It was the second meeting of the committee during the extended session, which began Sunday. At the current pace, the full Legislature is not likely to vote on passage of the budget bill until Saturday or Sunday.

Also Wednesday, Tomblin reiterated that he does not intend to call a special session following passage of the budget bill to act on a funding plan to pay down an $8 billion unfunded liability for future health care benefits for retired state and public school employees, known as the OPEB liability.

However, he said resolution of the liability could be close to reality.

"We may have something that will work in the near future out there," said Tomblin, who opposed the House's proposal to use $250 million of state Rainy Day emergency reserve funds to start to pay down the long-term debt.

However, Tomblin said he does expect legislators to take up veto messages during the weeklong extended session for the budget bill, to make corrections to bills that had to be vetoed for technical errors.

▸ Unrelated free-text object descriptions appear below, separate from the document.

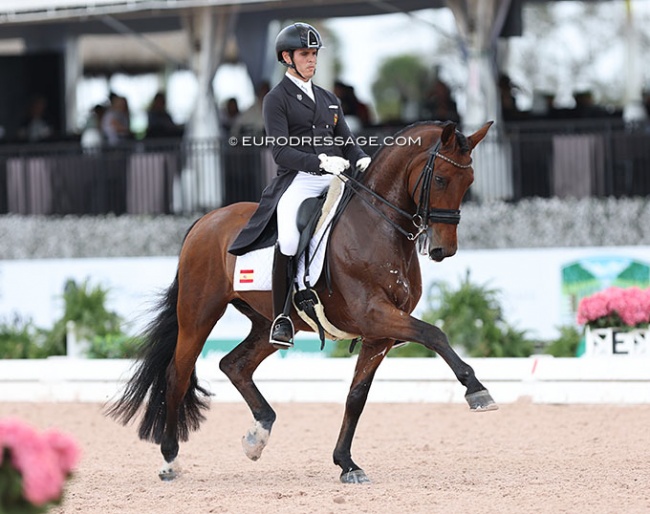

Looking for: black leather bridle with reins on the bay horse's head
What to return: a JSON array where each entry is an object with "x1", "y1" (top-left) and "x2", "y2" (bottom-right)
[{"x1": 343, "y1": 139, "x2": 472, "y2": 254}]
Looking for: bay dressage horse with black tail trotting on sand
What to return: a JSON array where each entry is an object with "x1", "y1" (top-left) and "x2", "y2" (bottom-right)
[{"x1": 108, "y1": 118, "x2": 497, "y2": 483}]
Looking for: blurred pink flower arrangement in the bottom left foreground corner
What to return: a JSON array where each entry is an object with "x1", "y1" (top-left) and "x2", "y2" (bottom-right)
[{"x1": 0, "y1": 419, "x2": 79, "y2": 514}]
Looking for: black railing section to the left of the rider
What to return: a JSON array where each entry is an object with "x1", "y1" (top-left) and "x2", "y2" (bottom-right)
[{"x1": 0, "y1": 140, "x2": 275, "y2": 215}]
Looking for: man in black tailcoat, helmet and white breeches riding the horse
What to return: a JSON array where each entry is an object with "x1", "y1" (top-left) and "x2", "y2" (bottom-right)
[{"x1": 230, "y1": 23, "x2": 370, "y2": 349}]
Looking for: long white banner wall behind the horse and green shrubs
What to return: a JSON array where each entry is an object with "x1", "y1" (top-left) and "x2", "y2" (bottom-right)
[{"x1": 0, "y1": 246, "x2": 650, "y2": 340}]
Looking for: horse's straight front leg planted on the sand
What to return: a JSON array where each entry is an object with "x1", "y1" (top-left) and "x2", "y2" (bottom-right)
[{"x1": 334, "y1": 340, "x2": 394, "y2": 484}]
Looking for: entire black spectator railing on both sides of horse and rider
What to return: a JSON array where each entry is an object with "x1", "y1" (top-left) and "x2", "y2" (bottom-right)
[{"x1": 0, "y1": 120, "x2": 650, "y2": 215}]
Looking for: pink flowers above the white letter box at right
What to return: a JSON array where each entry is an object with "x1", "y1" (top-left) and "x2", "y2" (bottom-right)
[{"x1": 577, "y1": 287, "x2": 650, "y2": 328}]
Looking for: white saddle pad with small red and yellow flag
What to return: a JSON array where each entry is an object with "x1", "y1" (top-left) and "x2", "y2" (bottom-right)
[{"x1": 233, "y1": 177, "x2": 345, "y2": 291}]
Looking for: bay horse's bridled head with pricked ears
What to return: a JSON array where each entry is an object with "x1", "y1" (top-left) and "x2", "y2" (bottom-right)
[{"x1": 407, "y1": 122, "x2": 492, "y2": 262}]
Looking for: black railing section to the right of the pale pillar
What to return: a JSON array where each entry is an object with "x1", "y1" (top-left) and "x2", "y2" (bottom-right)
[{"x1": 507, "y1": 118, "x2": 650, "y2": 200}]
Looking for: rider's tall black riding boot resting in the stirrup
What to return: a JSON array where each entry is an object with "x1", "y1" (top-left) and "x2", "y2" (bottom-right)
[{"x1": 269, "y1": 245, "x2": 293, "y2": 350}]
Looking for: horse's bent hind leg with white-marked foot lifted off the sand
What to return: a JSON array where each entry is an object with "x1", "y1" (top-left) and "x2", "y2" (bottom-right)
[{"x1": 219, "y1": 301, "x2": 276, "y2": 460}]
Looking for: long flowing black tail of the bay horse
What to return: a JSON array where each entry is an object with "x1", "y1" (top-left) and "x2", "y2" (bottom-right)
[{"x1": 107, "y1": 272, "x2": 210, "y2": 443}]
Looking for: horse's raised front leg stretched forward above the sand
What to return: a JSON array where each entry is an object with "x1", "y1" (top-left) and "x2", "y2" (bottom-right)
[{"x1": 368, "y1": 306, "x2": 498, "y2": 412}]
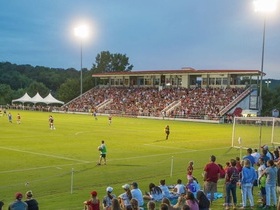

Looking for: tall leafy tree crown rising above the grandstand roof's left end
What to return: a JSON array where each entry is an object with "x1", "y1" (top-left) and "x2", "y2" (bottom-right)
[{"x1": 91, "y1": 51, "x2": 133, "y2": 73}]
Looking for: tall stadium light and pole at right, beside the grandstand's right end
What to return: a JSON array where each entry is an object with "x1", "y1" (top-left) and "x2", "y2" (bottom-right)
[{"x1": 254, "y1": 0, "x2": 278, "y2": 115}]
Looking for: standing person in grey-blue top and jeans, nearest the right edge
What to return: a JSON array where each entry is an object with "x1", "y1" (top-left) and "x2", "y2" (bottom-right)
[{"x1": 263, "y1": 160, "x2": 277, "y2": 208}]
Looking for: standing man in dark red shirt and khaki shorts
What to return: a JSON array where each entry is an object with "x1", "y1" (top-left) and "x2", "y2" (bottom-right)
[{"x1": 204, "y1": 155, "x2": 220, "y2": 203}]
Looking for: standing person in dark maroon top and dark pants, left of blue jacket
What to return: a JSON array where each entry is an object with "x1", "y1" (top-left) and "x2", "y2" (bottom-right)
[{"x1": 225, "y1": 159, "x2": 239, "y2": 209}]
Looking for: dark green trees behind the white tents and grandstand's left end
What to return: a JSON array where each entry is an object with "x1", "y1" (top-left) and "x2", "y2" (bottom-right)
[{"x1": 0, "y1": 51, "x2": 133, "y2": 105}]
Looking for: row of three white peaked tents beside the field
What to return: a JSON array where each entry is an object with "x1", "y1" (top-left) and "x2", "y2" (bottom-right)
[{"x1": 12, "y1": 93, "x2": 64, "y2": 104}]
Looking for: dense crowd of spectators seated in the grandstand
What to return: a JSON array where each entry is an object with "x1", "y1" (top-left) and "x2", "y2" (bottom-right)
[{"x1": 62, "y1": 87, "x2": 244, "y2": 120}]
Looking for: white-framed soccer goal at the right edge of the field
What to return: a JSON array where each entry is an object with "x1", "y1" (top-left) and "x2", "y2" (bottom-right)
[{"x1": 231, "y1": 117, "x2": 280, "y2": 149}]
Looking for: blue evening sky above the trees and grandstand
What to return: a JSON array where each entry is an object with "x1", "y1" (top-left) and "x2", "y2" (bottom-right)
[{"x1": 0, "y1": 0, "x2": 280, "y2": 79}]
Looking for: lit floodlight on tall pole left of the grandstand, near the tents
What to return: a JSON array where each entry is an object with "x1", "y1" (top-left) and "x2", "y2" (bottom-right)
[{"x1": 74, "y1": 25, "x2": 89, "y2": 96}]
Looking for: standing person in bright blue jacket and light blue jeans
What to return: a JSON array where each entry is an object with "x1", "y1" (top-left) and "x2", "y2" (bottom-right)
[{"x1": 241, "y1": 159, "x2": 257, "y2": 209}]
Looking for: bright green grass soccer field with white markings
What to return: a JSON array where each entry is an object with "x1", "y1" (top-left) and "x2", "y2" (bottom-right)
[{"x1": 0, "y1": 110, "x2": 268, "y2": 210}]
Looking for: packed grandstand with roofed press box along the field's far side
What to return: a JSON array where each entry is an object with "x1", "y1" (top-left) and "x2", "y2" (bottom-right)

As of Wednesday, the governor's office had identified two bills that will need to be vetoed because of errors: A bill to toughen the state Ethics Act (HB2464), and a bill to require at least one member of the Public Service Commission attend any public hearings on rate increases (HB2663).

Both bills passed Saturday, after being in House-Senate conference committees. Omissions reportedly occurred in transferring the conferees' reports into bill form.

Tomblin said that, as of Wednesday afternoon, he has not seen any bills he intends to veto for substantive issues. However, he noted that a number of bills passed in the waning hours of the session have yet to reach the governor's office.